I find this case coming on top of the Tax Court decision in the case of Keith Tucker rather odd.  The Tax Court found Keith Tucker’s reliance on professionals in a Son of Boss deal reasonable.  Tucker is a lawyer and a CPA and had been busy becoming a partner in KPMG and managing a national tax group while Commander McNeill was serving beneath the deep.

Other Coverage

Lew Taishoff covered the case with a post titled Off The Hook.  Mr. Taishoff is kind to EY and refers to them as X.

So if you get a memo from a lawyer or accountant with the words “realistic possibility of success” therein, ask them to keep the ripcord as a souvenir. And don’t get on that plane.

He takes a potshot at Mr. McNeill, which on close analysis is unjustified.
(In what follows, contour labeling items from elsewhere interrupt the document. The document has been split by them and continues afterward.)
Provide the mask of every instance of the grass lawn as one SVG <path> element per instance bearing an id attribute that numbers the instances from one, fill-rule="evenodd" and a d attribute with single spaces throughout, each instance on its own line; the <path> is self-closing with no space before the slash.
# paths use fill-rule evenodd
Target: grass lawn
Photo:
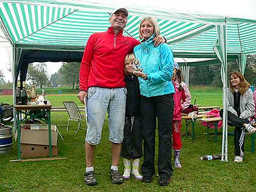
<path id="1" fill-rule="evenodd" d="M 221 89 L 196 87 L 190 89 L 193 102 L 203 106 L 222 106 Z M 48 95 L 52 106 L 63 106 L 62 101 L 74 100 L 79 103 L 76 95 Z M 11 96 L 0 96 L 0 102 L 12 103 Z M 228 161 L 203 161 L 200 157 L 209 154 L 221 153 L 221 136 L 218 142 L 214 135 L 210 141 L 206 138 L 206 128 L 199 122 L 195 126 L 195 140 L 182 136 L 183 147 L 181 169 L 173 168 L 172 180 L 168 186 L 158 185 L 158 177 L 152 184 L 143 184 L 133 178 L 120 186 L 111 184 L 109 169 L 111 165 L 111 143 L 108 141 L 108 121 L 105 121 L 102 141 L 97 146 L 95 169 L 98 186 L 86 186 L 84 184 L 85 130 L 76 130 L 77 123 L 71 122 L 66 131 L 68 115 L 66 112 L 52 112 L 52 122 L 56 124 L 64 138 L 58 138 L 59 156 L 67 159 L 49 161 L 10 163 L 17 159 L 17 144 L 13 141 L 10 153 L 0 154 L 0 191 L 256 191 L 255 155 L 250 152 L 250 136 L 246 136 L 245 157 L 243 163 L 234 163 L 234 137 L 228 136 Z M 85 128 L 84 124 L 83 124 Z M 233 127 L 230 127 L 230 131 Z M 222 129 L 219 131 L 221 132 Z M 213 132 L 213 130 L 211 130 Z M 182 131 L 184 132 L 184 122 Z M 157 143 L 157 141 L 156 141 Z M 157 154 L 156 156 L 157 157 Z M 156 164 L 157 164 L 156 157 Z M 142 159 L 141 159 L 142 161 Z M 173 164 L 173 162 L 172 163 Z M 124 166 L 121 161 L 121 172 Z"/>

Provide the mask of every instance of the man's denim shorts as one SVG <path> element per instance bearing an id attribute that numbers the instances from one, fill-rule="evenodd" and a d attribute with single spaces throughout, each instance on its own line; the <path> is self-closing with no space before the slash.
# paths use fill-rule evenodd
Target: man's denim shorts
<path id="1" fill-rule="evenodd" d="M 109 140 L 122 143 L 125 114 L 125 88 L 90 87 L 87 99 L 87 132 L 85 140 L 91 145 L 100 142 L 106 115 L 108 115 Z"/>

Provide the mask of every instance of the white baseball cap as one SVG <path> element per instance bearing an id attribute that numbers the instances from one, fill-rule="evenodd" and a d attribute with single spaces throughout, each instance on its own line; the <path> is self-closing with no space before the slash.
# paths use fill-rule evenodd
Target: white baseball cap
<path id="1" fill-rule="evenodd" d="M 118 8 L 115 10 L 115 12 L 113 12 L 111 14 L 111 15 L 114 15 L 115 13 L 116 13 L 117 12 L 123 12 L 124 13 L 125 13 L 126 17 L 128 17 L 128 11 L 127 9 L 124 8 Z"/>

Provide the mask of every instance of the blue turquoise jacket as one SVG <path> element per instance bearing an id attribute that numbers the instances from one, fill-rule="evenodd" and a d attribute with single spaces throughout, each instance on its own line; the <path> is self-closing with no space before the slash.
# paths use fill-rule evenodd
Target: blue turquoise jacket
<path id="1" fill-rule="evenodd" d="M 154 47 L 154 37 L 153 35 L 133 50 L 143 72 L 148 75 L 147 80 L 138 78 L 140 93 L 147 97 L 175 93 L 171 81 L 173 70 L 172 52 L 167 44 Z"/>

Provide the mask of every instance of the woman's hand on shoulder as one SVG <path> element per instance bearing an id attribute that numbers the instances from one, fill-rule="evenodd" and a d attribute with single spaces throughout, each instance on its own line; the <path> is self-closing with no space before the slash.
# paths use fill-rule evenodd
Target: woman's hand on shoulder
<path id="1" fill-rule="evenodd" d="M 166 42 L 165 38 L 160 35 L 156 36 L 153 39 L 153 40 L 154 40 L 154 46 L 155 47 L 157 47 L 160 44 L 163 44 Z"/>

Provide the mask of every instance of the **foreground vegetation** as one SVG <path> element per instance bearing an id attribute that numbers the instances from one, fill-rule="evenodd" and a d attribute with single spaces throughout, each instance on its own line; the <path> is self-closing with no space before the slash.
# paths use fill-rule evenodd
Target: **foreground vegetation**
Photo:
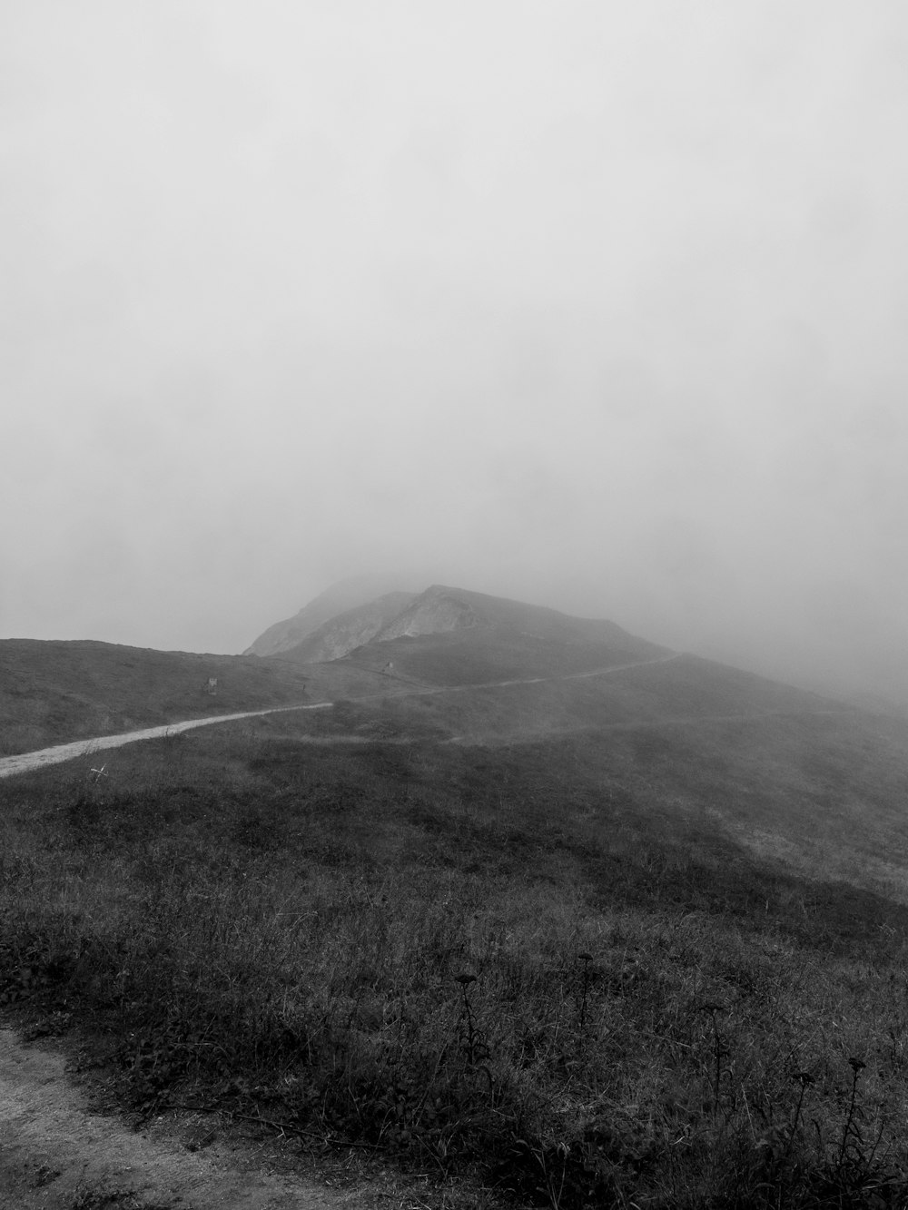
<path id="1" fill-rule="evenodd" d="M 282 716 L 0 783 L 0 999 L 109 1031 L 145 1112 L 524 1205 L 906 1204 L 904 908 L 648 796 L 651 732 L 621 794 L 600 737 L 387 730 Z"/>

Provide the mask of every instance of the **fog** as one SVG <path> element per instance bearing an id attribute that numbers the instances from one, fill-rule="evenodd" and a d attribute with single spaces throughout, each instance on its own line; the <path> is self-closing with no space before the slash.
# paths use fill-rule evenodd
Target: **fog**
<path id="1" fill-rule="evenodd" d="M 908 701 L 907 60 L 901 0 L 0 4 L 0 636 L 400 569 Z"/>

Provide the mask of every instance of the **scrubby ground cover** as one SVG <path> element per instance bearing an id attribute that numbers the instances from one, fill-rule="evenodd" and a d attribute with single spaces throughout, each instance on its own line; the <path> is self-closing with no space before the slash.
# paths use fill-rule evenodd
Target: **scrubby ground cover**
<path id="1" fill-rule="evenodd" d="M 757 859 L 672 733 L 395 742 L 412 710 L 0 785 L 0 998 L 108 1031 L 146 1112 L 521 1204 L 906 1204 L 908 911 Z"/>
<path id="2" fill-rule="evenodd" d="M 218 681 L 207 692 L 208 679 Z M 137 727 L 386 691 L 345 666 L 153 651 L 113 643 L 0 639 L 0 756 Z"/>

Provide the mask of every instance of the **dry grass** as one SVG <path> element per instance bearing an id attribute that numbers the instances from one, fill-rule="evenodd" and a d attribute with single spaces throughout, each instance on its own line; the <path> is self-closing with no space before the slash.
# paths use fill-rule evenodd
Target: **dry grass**
<path id="1" fill-rule="evenodd" d="M 521 1204 L 902 1205 L 908 914 L 671 806 L 714 802 L 732 751 L 341 750 L 285 716 L 8 782 L 0 992 L 114 1031 L 148 1112 L 252 1112 Z"/>

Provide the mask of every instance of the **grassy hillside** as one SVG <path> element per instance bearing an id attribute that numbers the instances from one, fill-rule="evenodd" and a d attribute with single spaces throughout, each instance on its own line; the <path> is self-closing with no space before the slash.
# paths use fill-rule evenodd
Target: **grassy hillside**
<path id="1" fill-rule="evenodd" d="M 904 1205 L 904 724 L 489 659 L 0 783 L 0 997 L 471 1205 Z"/>
<path id="2" fill-rule="evenodd" d="M 217 696 L 206 692 L 218 678 Z M 374 675 L 257 656 L 0 640 L 0 755 L 136 727 L 368 692 Z"/>

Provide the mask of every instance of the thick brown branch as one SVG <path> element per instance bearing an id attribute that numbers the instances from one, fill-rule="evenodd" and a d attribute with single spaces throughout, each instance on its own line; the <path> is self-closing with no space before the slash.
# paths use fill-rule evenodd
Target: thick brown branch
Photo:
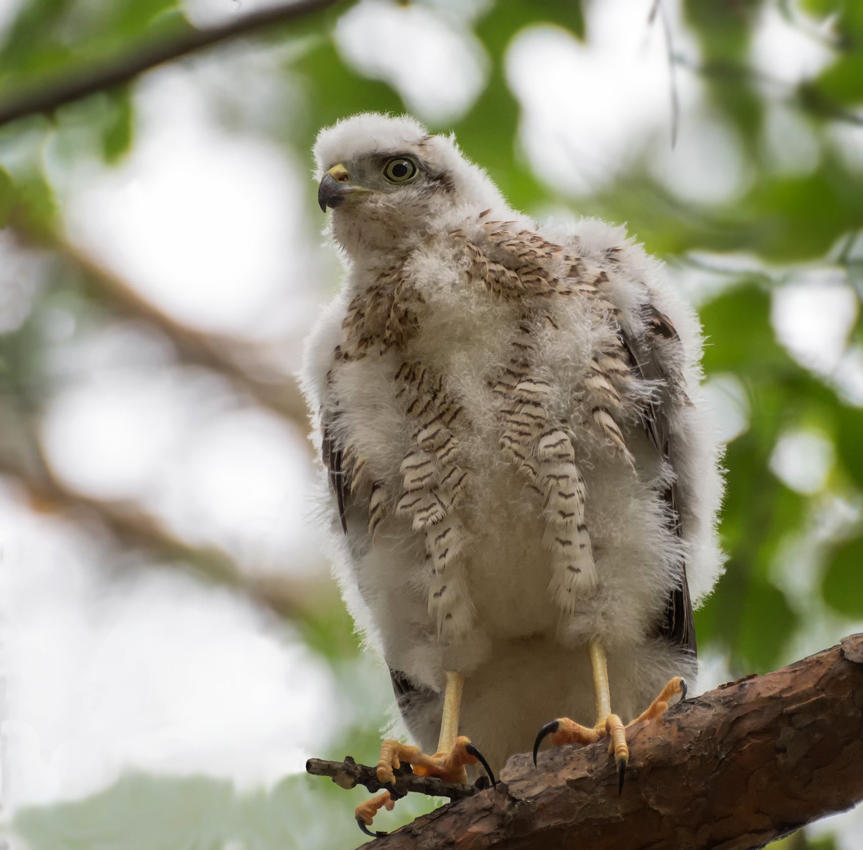
<path id="1" fill-rule="evenodd" d="M 166 563 L 185 564 L 202 577 L 236 589 L 281 617 L 305 616 L 308 602 L 293 582 L 282 576 L 246 576 L 227 552 L 183 540 L 135 502 L 95 499 L 79 493 L 54 474 L 35 435 L 29 435 L 27 443 L 26 450 L 0 454 L 0 475 L 17 481 L 35 509 L 95 519 L 121 545 L 153 552 Z"/>
<path id="2" fill-rule="evenodd" d="M 75 269 L 117 312 L 157 328 L 171 340 L 178 355 L 186 362 L 205 366 L 224 375 L 241 394 L 296 423 L 304 432 L 306 431 L 306 404 L 296 381 L 287 375 L 275 375 L 273 380 L 268 380 L 261 374 L 256 374 L 263 373 L 265 368 L 254 364 L 255 355 L 249 345 L 179 322 L 142 296 L 118 274 L 59 236 L 42 234 L 37 237 L 20 228 L 14 230 L 22 244 L 49 250 Z M 249 362 L 250 365 L 241 365 L 241 360 Z"/>
<path id="3" fill-rule="evenodd" d="M 310 759 L 306 763 L 306 772 L 312 776 L 328 776 L 339 788 L 356 788 L 363 785 L 368 790 L 379 791 L 385 786 L 377 778 L 377 771 L 366 765 L 357 765 L 350 756 L 344 761 L 324 761 Z M 394 771 L 395 790 L 400 794 L 414 791 L 429 796 L 448 796 L 450 800 L 463 800 L 475 794 L 473 785 L 462 785 L 453 782 L 442 782 L 434 777 L 420 777 L 402 770 Z"/>
<path id="4" fill-rule="evenodd" d="M 618 797 L 607 745 L 510 759 L 496 788 L 374 850 L 746 850 L 863 799 L 863 634 L 687 701 L 629 734 Z"/>
<path id="5" fill-rule="evenodd" d="M 61 79 L 32 91 L 22 92 L 0 104 L 0 126 L 19 118 L 51 112 L 65 104 L 79 100 L 117 85 L 123 85 L 166 62 L 224 41 L 307 17 L 333 6 L 338 0 L 299 0 L 273 9 L 243 15 L 221 27 L 188 29 L 172 39 L 145 44 L 137 53 L 123 55 L 114 62 Z"/>

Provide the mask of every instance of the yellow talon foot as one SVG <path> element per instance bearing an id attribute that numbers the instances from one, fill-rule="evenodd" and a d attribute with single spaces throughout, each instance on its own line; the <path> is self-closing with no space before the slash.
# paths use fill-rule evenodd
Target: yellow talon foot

Before you weep for Corb and Dori, note that Corb was chairman and co-CEO of Exelon, another dodger. See my blogpost “1031 and All That,” 9/19/16.

I also covered the Exelon 1031 decison which did not exactly shed much glory on the rest of the Big 4 as it implicated Deloitte and PWC in a pretty sketchy deal.  The 1031 deal, however, was done in 1999 by Unicom, before the merger that created Exelon and Mr. McNeill had been with PECO, the other side of the merger. So he does not get credit for taking bad tax advice from three out of the Big 4.

On Submarine Memoirs

You can get a pretty selection of submarine memoirs here.  The list leaves out what I consider the best, which strictly speaking is not a memoir.  WWII skippers when they wrote their books, thanks to highly detailed logs could tell you about every torpedo they fired.  Then they would do research in Japan to figure out for sure who it was they sank. Mary Lee Coe Fowler did that type of research for Full Fathom Five – A Daughter’s Search, but she produces a much more holistic account as she also reconstructs her mother’s experience and her own.  Her father did not get to write the book himself because USS Cisco under Commander James Coe is, as they say, still on patrol having left Port Darwin on 19 September 1943 and been reported overdue and presumed lost on 8 February 1944.